By Jim Shepherd, Publisher
Across the outdoor news platforms, you can read the congratulatory messages from the various recreational fishing organizations celebrating -finally- the House of Representatives passage of H.R. 1335; reauthorization of the Magnuson-Stevens Fishery Conservation and Management Act. Magnuson-Stevens, the primary statute governing the nation's fisheries has lingered far too-long in Congress, prisoner of the tough political infighting that always happens when commercial and recreational interests clash.
This time, saltwater recreational anglers seem to have won a round, primarily due to the recreational fishing industry pulling off the gloves and pounding decision makers with the fact that recreational fishing contributes some $70 billion annually to our economy while it provides jobs for more than 450,000 people.
But not everything hoped for was accomplished. the Commission on Saltwater Recreational Fisheries Management, a/k/a the Morris-Deal Commission made plenty of recommendations, but key provisions -including a "more transparent and science-based review of fishery allocations" did make it through to the final version of H.R. 1335.

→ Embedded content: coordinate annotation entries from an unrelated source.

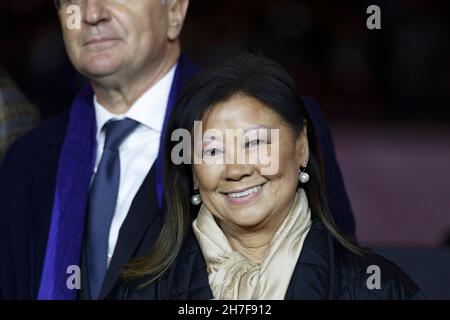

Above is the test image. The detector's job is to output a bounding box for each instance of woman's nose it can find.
[223,163,253,181]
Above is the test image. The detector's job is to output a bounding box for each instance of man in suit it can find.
[0,0,354,299]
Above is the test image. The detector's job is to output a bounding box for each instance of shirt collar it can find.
[93,64,177,139]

Unfortunately, a move to transfer management of the Gulf of Mexico's red snapper to the five Gulf states didn't survive the political process. The fishery management officials in those states have made a compelling case that the red snapper fishery there is a total mess under federal management. Under federal regulations there's precious little time allocated for recreational red snapper fishing, despite the scientific fact that red snapper populations are at levels that support far longer recreational seasons and takes.

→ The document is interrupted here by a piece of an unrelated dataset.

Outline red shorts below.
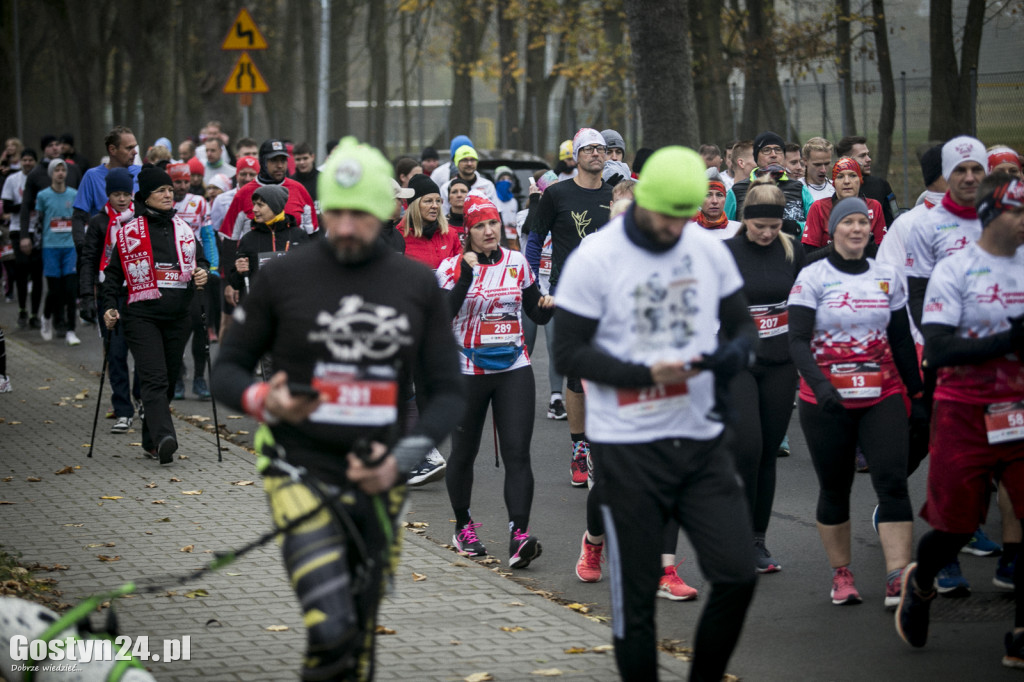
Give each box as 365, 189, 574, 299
921, 400, 1024, 535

Not everyone, however, is happy with the new promises. Today's news section carries the official comments of the Seafood Harvesters of America, and they say there's no need for Magnuson-Stevens to face reforms. In fact, they classify those "significant reforms" as "unnecessary".
Their reasoning is the polar opposite of the recreational fishing industry. They believe any reallocation or modification of fisheries allocations will be "based on arbitrary political deadlines" and raise the possibility of a "perpetual review" process and "economic uncertainty for commercial fishermen".

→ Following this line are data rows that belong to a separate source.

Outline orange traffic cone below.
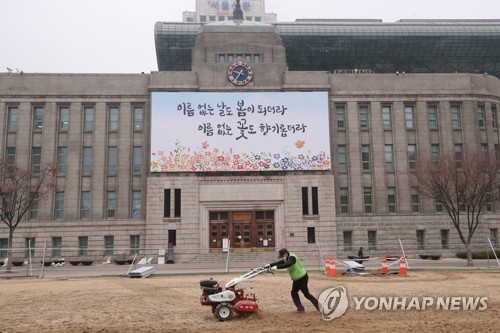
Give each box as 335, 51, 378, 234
380, 256, 389, 274
399, 257, 408, 276
328, 257, 337, 276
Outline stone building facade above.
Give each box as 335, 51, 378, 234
0, 16, 500, 261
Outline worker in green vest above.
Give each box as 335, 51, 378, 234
269, 248, 319, 312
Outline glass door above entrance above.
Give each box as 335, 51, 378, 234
209, 210, 275, 250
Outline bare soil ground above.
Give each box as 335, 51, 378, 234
0, 270, 500, 333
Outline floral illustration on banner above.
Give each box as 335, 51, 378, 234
151, 140, 331, 172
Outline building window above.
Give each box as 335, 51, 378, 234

They're also saying the reviews might reward "unaccountability and overfishing" while depriving "millions of Americans of access to American seafood." A subtitling of their comments might well read "if we don't get the majority of the catch allocations, you can bet the recreational anglers will fish the oceans dry".
H.R. 1335 is a single bill which reflects the ongoing battle between recreational and commercial fishing. It's not the final shot in the fight by a long shot. Commercial interests aren't going to allow allocations to be adjusted without a bitter fight.
It's crucial that recreational fishing advocates continue to emphasize the significant economic impact of sport fishing.